Sidamon-Eristoff added that New Jersey’s highly progressive income tax structure — under which the top 1 percent of taxpayers pay 38 percent of the income tax — provides “a faster acceleration of income tax growth” when Wall Street is booming, Further, said that New Jersey also gets more income tax growth because its tax is based on gross income, rather than on a percentage of adjusted federal income tax payments, which provide higher deductions for taxpayers.

Rosen, the OLS budget director, agreed that New Jersey income tax revenues will rise rapidly, but his nonpartisan team of analysts was not as bullish as Christie’s Treasury Department. In fact, $464 million of the total $537 net forecasting difference between OLS and Treasury is due to lower OLS expectations for income tax projections.

Overall, Rosen noted, “our forecast is an optimistic one. The principal driver is the national economy. If it rebounds, we will. If it doesn’t, we won’t. If it happens, our [progressive income] tax structure gives us an extra boost.”

But Rosen stressed, “our employment isn’t back up, and our corporate profits are still considerably below their peak.”

Rosen said in an interview that the $464 million difference in income tax projections between OLS and Treasury reflects a difference in opinion on how much money will be collected from the wealthiest taxpayers — those who pay their taxes in estimated quarterly filings, rather than primarily through weekly withholding, which is easier for analysts to track.

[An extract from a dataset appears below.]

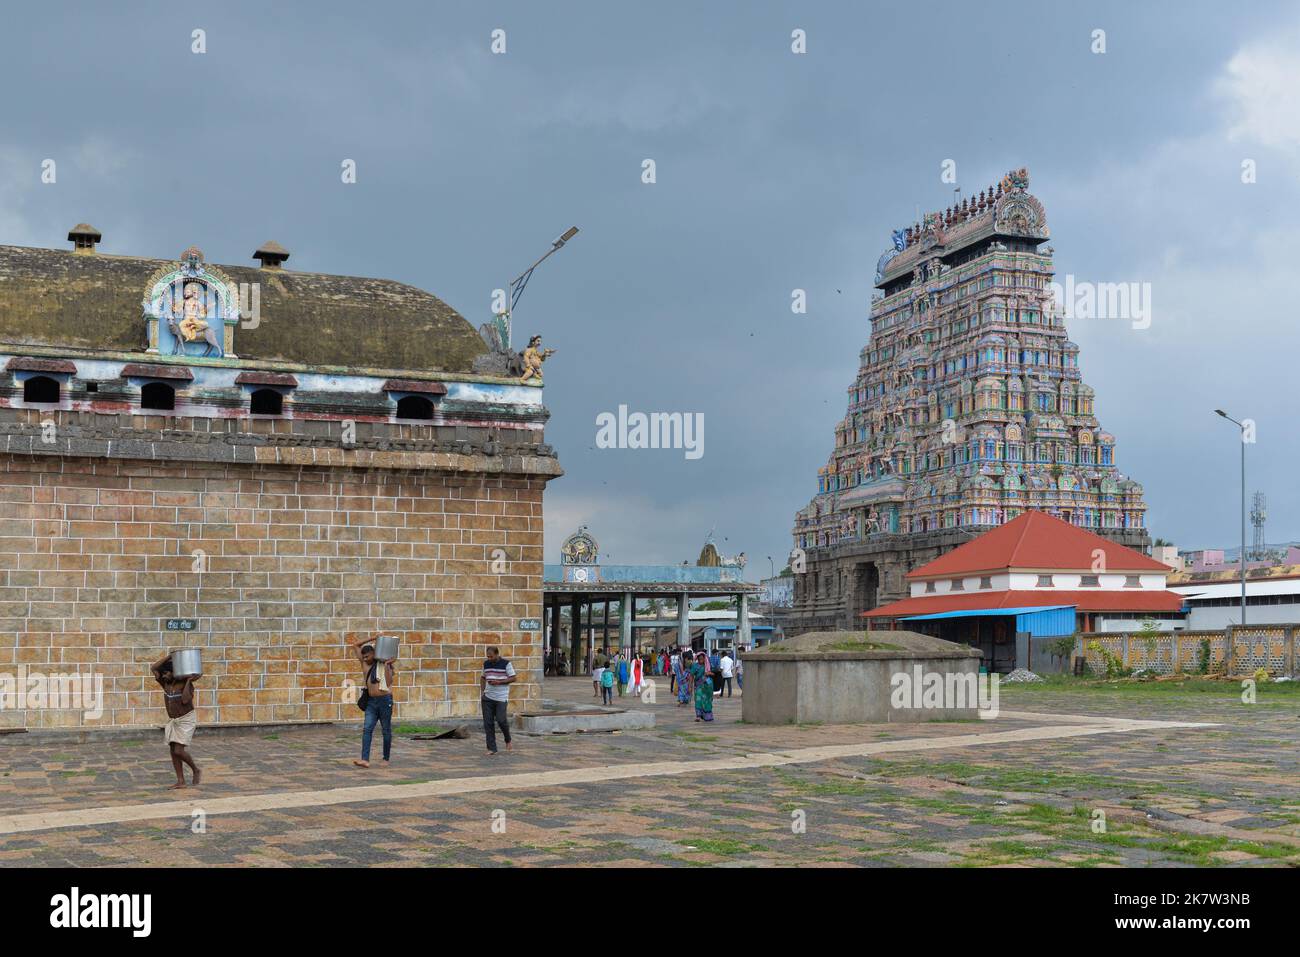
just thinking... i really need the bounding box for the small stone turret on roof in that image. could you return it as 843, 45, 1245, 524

“Because of our highly progressive rate structure in New Jersey, when higher-income taxpayers do better, we do better,” he explained during the hearing. “States with higher volatility like New Jersey and California see higher rates of growth, particularly in income tax, if there is a stock market-driven recovery.”

While Sidamon-Eristoff is banking on an wealthy taxpayers to bring New Jersey’s lagging income tax collections up to the $11.132 billion level he projected when they make their payments in April, Rosen expects income tax revenues to continue to be flat and to come in $157 million lower than the Treasury Department anticipated when the governor certified the final revenue projections last June.

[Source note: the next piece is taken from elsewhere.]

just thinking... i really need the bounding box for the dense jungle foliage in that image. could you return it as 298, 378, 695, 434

“What troubles us this spring is that the fourth quarter estimated payments due by January 15th took a real dip this year — down 8 or 9 percent compared to last year,” Rosen said.

“This is troubling because it suggests what will happen in April. The three other quarters were more positive. We’ve talked to our colleagues in similar states and they saw similar patterns; it’s not a New Jersey thing, it’s national,” Rosen asserted.

“My hunch is it’s because of what happened to the stock market last summer. When it dropped 20 percent, liability calculations went down” for high-income taxpayers.
The only tax revenue that is more difficult to predict than the income tax is the corporation business tax, and while OLS is projecting a 7.6 percent growth rate that mirrors the state average over the past two decades, the Christie administration expects 10.9 percent growth — which would represent a $76 million difference in revenue.

Another major area of disagreement is in casino tax revenue, which has been declining steadily for the past decade due to increasing competition, first from Mohegan Sun in Connecticut, and then from racinos in Delaware, Pennsylvania, and New York.

The Christie administration is projecting a 16 percent revenue increase from $40 million based principally on the opening of the new Revel casino in Atlantic City next week, while OLS is projecting a more modest 7.9 percent revenue of $20 million.

“Of all our forecast numbers, that’s the one I’m most worried about,” Rosen said.

Rosen also noted that the budget is balanced through an increased use of “one-shot” nonrecurring revenues, including a $200 million increased transfer from the Clean Energy Fund, a $200 million transfer from the Affordable Housing and Neighborhood Preservation fund, $75 million from the Mortgage Services Settlement Fund, $45 million from the Unclaimed Personal Property Trust Fund, and — most important — $288 million taken out of the current year’s $588 million surplus.

Asked by Sarlo whether the $537 million difference in revenue projections between Treasury and OLS is significant, Rosen replied, “It’s certainly a significant number in a budget with just a $300 million surplus.”